# Funktion in einer Oracle-DB aufrufen



## gaess (31. Aug 2004)

Hi Leute,

hab ein riesen Problem.
Ich habe bisher von meinem Programm aus eine Oracle-Prozedur ohne Returnwert gestartet. Das ging auch ohne Probleme.
Jetzt ist allerdings aus der Prozedur eine Funktion geworden und ich muss mit dem Returnwert der Funktion in meinem Javaprogramm weiterarbeiten.
Wie kann ich den Returnwert in einer Variable speichern???
Hoffe ich habs verständlich erklärt.

Danke schon mal jetzt.

Gaess


----------



## thE_29 (31. Aug 2004)

welchen Retournwert?
Von was redest du 

Machst du was mit PLSQL oder SQL*PLUS in oracle?
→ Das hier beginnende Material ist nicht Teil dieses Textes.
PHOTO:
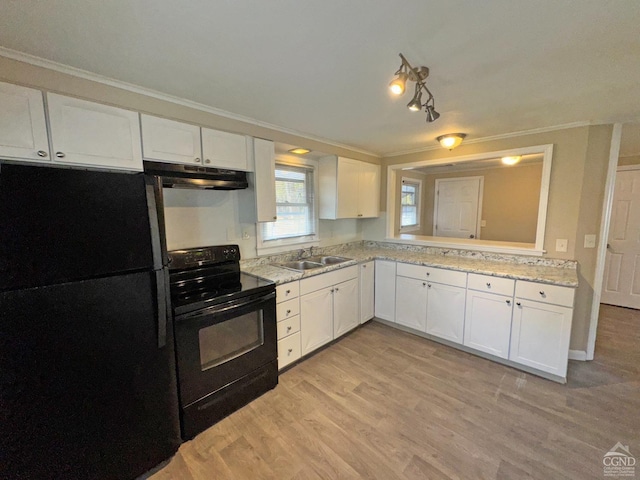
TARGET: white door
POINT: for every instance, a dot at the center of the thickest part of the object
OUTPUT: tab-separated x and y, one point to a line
88	133
385	290
366	291
316	320
345	307
621	285
369	190
170	141
224	150
445	312
457	207
411	303
348	179
487	323
23	129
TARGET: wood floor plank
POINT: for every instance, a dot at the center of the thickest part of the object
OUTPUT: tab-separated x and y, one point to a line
385	404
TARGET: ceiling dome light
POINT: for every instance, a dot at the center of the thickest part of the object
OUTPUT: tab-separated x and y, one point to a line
397	85
511	160
451	140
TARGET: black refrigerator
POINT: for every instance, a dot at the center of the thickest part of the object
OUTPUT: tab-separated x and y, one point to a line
87	365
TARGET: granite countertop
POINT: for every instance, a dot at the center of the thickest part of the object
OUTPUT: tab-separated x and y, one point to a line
536	269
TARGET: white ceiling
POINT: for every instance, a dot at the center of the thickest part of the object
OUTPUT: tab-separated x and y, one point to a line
321	67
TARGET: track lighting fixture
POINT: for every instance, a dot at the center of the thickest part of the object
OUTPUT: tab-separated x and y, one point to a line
419	76
451	140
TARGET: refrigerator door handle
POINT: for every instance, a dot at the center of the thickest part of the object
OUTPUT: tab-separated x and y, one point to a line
163	307
154	222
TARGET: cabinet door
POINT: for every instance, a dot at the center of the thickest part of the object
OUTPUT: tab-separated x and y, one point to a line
169	141
411	303
87	133
445	312
487	323
369	190
265	180
316	320
224	150
367	291
345	307
348	181
23	129
385	290
540	336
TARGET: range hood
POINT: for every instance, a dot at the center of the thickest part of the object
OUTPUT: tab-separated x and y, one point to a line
195	176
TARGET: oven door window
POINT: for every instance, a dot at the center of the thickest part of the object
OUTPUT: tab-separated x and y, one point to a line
227	340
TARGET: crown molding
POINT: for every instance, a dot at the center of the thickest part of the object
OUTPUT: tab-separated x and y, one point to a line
493	137
94	77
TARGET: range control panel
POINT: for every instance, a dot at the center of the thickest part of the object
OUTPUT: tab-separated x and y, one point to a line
195	257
und diese rückgabe willst du abspeichern?


----------



## P3AC3MAK3R (1. Sep 2004)

Folgender Quellcode sollte Dir weiterhelfen:

http://javaalmanac.com/egs/java.sql/CallFunction.html


----------



## Raven (1. Sep 2004)

Hi,

wenn ich Dich richtig verstanden habe, sollte folgendes helfen:
Als SQL-Statement:  select deine_funktion(...) from dual
Dann kannst Du wie bei jedem anderen Statement auch mit preparedStatement.getObject(1) den ersten ermittelten Wert bekommen.
Wenn Du allerdings bei den Funktionsparametern ein OUT Parameter hast, musst Du Dir etwas anderes überlegen, denn das geht nicht.
Gruss

Raven


----------